Avian flu shows a world not sufficiently prepared for future pandemics

(Paris) The rise in cases of avian flu in mammals, including cattle in the United States, is a serious warning about insufficient global preparedness for future pandemics, according to a report published Tuesday, which urges rapid action .


Published at 10:15 a.m.

More than four years after the start of the COVID-19 pandemic, political leaders are “failing to act negligently” by not acting enough to avoid a repeat of such a crisis, according to this report by international experts co-led by the former New Zealand Prime Minister Helen Clark and former Liberian President Ellen Johnson Sirleaf.

PHOTO DANIEL BECERRIL, REUTERS

“If H5N1 started spreading from person to person, the world would probably be submerged again,” Helen Clark, former co-chair of an independent group advising the H5N1, said in a video news conference. WHO on pandemic preparedness.

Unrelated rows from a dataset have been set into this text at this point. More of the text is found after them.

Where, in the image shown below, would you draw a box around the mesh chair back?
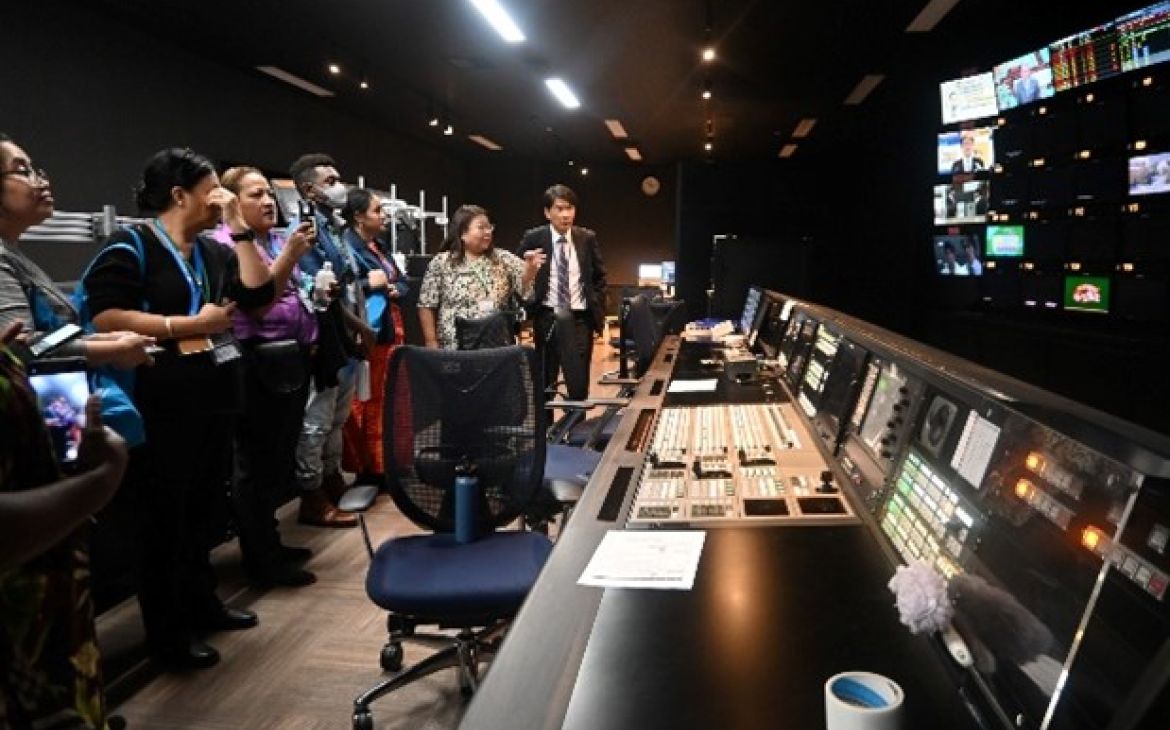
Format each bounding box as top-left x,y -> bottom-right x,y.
383,345 -> 546,535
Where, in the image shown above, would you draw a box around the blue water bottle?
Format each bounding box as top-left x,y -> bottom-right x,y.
455,462 -> 480,545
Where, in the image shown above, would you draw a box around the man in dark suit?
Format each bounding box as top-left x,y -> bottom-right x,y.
516,185 -> 606,400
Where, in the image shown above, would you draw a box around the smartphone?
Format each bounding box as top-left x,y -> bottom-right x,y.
296,198 -> 317,235
28,324 -> 82,358
28,358 -> 89,471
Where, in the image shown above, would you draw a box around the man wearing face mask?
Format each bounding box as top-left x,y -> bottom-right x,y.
289,154 -> 374,528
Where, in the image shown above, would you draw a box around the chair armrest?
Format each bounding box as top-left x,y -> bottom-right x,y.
337,484 -> 378,512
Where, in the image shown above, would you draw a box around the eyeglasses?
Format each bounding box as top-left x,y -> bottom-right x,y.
2,167 -> 49,185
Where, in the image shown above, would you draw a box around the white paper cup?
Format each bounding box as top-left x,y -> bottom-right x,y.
825,672 -> 903,730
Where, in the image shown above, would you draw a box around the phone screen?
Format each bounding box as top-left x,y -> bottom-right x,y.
29,371 -> 89,464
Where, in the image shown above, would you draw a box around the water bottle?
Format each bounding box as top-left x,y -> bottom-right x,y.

After two years of bitter bargaining, the 194 member countries of the World Health Organization (WHO) extended their negotiations for a year, at the beginning of June, on a global agreement to prevent pandemics.

In particular, there remain differences between rich countries and developing countries, where memories remain vivid of the former hoarding vaccine doses to the detriment of the common good and refusing to share their technologies.

On avian flu, the WHO called last week to strengthen the global detection network for H5N1, which can infect a large number of animal species. Experts are concerned about the growing number of affected mammals and fear that high circulation could facilitate a mutation of the virus which would allow it to pass from one human to another.

“If H5N1 started spreading from person to person, the world would probably be submerged again,” Helen Clark, former co-chair of an independent group advising the H5N1, said in a video news conference. WHO on pandemic preparedness. It could even be “potentially more disastrous than COVID-19,” she warned.

Because “we are not sufficiently equipped to stop epidemics before they spread further,” she said, referring for example to a more deadly strain of Mpox which particularly affects children in the Democratic Republic of Congo (DRC). ).

If rich countries have vaccines that can fight this epidemic, they have not been made available to this Central African country, lamented Helen Clark.

The report calls on governments and international organizations to reach an agreement on pandemic preparedness by December, increase funding for vaccine production, strengthen the power of the WHO and step up national efforts to fight against virus.

To highlight the potential threat, he cites modeling suggesting there is a 50/50 chance the world will face a pandemic of similar magnitude to COVID-19 within the next 25 years.